Just back from ICCB 2015 in beautiful Montpellier. I really enjoyed it! Lots of interesting talks and engaging discussions, plus I met many old friends and made new ones… what else could one ask from a conference? 🙂
At ICCB, José talked about a paper about species distribution models (SDMs) that we published with several colleagues early this year (Guillera-Arroita et al. 2015, GEB). People seemed to enjoy his talk so I thought I could write a bit about this work in this space too.
In our paper, we looked at the properties of species occurrence data types in terms of their information content about a species distribution, and the implications that this has for different application of SDMs. We looked at presence-background data (only presence records plus information about the environmental conditions in the area), presence-absence data (presence and absence records) and detection data (presence-absence data collected in a way that allows modeling the detection process). Our work provides a synthesis about issues that have been discussed in the literature, which we summarized in this figure:
I am not going to repeat the paper here, but just highlight a few key issues to remember:
- Presence-background data are prone to problems with sampling bias
- Presence-background data at best can only provide a relative measure of occurrence probability (yes, that’s it, one cannot estimate actual species occupancy probability with Maxent, or other PB methods!) *
- Presence-absence data gives estimates of species occurrence probability if detectability is perfect, but not otherwise. This is particularly an issue if detectability varies with environmental covariates (see also this paper)
So the thing is that, depending on the type of data we use for our SDM, we might be estimating one thing or another. Now, the important question is whether this matters for your application. With this in mind, we reviewed a large number of applications that use SDMs from the point of view of the information that they require from the SDM (e.g. does it need information about actual probabilities, or knowledge about relative likelihood of occurrence is fine?). We constructed a (gigantic!) table (in Appendix S3) that we hope can guide SDM users evaluate whether the data they have at hand are suitable for their needs. And we explored five of those applications in detail via simulations.

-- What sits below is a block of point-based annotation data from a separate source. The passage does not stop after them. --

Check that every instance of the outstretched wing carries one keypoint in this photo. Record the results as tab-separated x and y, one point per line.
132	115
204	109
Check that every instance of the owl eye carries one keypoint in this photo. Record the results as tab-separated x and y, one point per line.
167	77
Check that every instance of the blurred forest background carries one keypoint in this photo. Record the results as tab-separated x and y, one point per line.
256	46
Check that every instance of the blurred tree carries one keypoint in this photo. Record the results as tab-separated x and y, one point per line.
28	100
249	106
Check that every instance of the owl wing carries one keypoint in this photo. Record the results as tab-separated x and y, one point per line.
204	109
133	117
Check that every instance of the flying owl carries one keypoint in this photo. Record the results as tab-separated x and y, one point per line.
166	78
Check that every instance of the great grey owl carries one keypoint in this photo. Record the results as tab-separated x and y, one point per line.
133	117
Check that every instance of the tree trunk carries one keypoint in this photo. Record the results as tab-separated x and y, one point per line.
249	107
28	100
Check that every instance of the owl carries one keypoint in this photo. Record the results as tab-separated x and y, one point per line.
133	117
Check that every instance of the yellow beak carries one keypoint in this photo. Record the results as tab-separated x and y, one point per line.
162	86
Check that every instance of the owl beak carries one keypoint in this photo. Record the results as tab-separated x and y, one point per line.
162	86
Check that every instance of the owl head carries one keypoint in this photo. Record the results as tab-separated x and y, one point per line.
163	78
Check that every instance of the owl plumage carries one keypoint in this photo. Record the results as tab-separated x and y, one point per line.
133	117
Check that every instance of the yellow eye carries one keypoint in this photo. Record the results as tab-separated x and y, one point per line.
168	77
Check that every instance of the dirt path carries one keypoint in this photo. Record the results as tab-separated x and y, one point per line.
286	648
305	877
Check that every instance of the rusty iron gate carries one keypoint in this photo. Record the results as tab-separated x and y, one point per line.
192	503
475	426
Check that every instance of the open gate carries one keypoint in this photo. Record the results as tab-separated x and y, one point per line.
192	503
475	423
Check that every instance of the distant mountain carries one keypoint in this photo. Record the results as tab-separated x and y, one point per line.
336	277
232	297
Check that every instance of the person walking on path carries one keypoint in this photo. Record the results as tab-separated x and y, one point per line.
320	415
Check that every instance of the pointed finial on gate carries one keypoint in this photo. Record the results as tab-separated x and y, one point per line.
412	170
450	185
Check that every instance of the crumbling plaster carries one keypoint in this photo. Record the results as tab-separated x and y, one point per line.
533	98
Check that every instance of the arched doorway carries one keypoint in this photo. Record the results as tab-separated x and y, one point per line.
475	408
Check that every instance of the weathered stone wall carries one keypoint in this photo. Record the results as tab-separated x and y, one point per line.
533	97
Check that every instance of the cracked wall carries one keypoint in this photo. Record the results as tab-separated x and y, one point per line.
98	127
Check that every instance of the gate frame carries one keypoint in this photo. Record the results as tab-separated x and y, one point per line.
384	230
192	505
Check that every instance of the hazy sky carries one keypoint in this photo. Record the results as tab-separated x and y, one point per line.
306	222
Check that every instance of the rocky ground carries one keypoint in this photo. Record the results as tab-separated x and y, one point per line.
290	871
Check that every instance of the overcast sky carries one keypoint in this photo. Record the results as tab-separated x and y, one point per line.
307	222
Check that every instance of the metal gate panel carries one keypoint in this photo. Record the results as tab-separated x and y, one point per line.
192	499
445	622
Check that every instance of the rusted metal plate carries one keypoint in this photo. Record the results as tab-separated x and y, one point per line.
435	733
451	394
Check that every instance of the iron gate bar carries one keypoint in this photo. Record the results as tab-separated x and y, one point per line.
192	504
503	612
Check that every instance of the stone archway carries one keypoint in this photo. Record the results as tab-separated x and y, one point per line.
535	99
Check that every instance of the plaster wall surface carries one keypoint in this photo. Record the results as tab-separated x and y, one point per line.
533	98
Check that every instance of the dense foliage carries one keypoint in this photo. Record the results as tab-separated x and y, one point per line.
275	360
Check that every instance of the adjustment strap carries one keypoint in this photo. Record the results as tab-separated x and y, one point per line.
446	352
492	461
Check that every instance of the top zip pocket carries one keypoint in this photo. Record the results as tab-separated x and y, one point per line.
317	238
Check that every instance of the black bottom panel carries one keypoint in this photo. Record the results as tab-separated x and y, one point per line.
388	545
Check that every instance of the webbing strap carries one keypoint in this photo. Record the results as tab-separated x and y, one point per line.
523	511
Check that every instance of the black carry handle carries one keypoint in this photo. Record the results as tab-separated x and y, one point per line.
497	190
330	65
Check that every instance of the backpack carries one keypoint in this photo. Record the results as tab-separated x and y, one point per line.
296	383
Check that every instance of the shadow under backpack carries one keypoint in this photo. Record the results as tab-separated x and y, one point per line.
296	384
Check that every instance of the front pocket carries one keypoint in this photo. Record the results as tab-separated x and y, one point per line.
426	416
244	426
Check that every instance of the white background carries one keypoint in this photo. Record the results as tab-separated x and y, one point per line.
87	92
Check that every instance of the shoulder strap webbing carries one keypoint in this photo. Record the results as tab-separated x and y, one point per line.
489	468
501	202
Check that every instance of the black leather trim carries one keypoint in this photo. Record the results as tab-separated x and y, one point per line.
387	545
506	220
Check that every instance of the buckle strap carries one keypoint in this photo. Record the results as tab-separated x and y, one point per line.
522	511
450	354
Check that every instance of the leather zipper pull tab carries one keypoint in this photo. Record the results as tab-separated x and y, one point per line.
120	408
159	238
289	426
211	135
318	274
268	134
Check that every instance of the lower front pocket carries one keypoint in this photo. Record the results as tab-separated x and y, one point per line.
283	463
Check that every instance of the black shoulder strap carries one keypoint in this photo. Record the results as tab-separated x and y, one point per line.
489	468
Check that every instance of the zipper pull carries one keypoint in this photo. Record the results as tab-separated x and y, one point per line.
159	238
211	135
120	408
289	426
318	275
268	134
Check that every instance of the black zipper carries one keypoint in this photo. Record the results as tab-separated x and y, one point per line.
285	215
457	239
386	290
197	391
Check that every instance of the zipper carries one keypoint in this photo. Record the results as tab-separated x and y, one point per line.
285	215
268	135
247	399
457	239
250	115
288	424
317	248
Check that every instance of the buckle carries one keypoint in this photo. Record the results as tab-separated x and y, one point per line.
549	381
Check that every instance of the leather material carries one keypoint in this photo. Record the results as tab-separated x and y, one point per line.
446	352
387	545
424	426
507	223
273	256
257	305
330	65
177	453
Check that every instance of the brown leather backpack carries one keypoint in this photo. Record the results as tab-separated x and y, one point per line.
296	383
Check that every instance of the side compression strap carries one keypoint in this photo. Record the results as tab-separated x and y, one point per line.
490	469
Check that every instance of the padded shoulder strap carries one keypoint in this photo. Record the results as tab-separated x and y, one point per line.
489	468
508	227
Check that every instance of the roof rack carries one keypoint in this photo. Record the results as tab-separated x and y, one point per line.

… oh yes, and we also talked about the widespread practice of reducing SDM outputs to a binary map by applying a threshold. But I’ll write about that some other time!
* Note: There has been some work showing ways to do so (e.g. here), but the methods are very sensitive to mild deviations from parametric assumptions (see an example in Appendix S2). So in practice we think it is best to assume that only a relative estimation is obtained. This makes sense: if absence data are unavailable we do not have information about the prevalence of the species… how could we tell whether a species with few records is rare or whether the sampling was very sparse?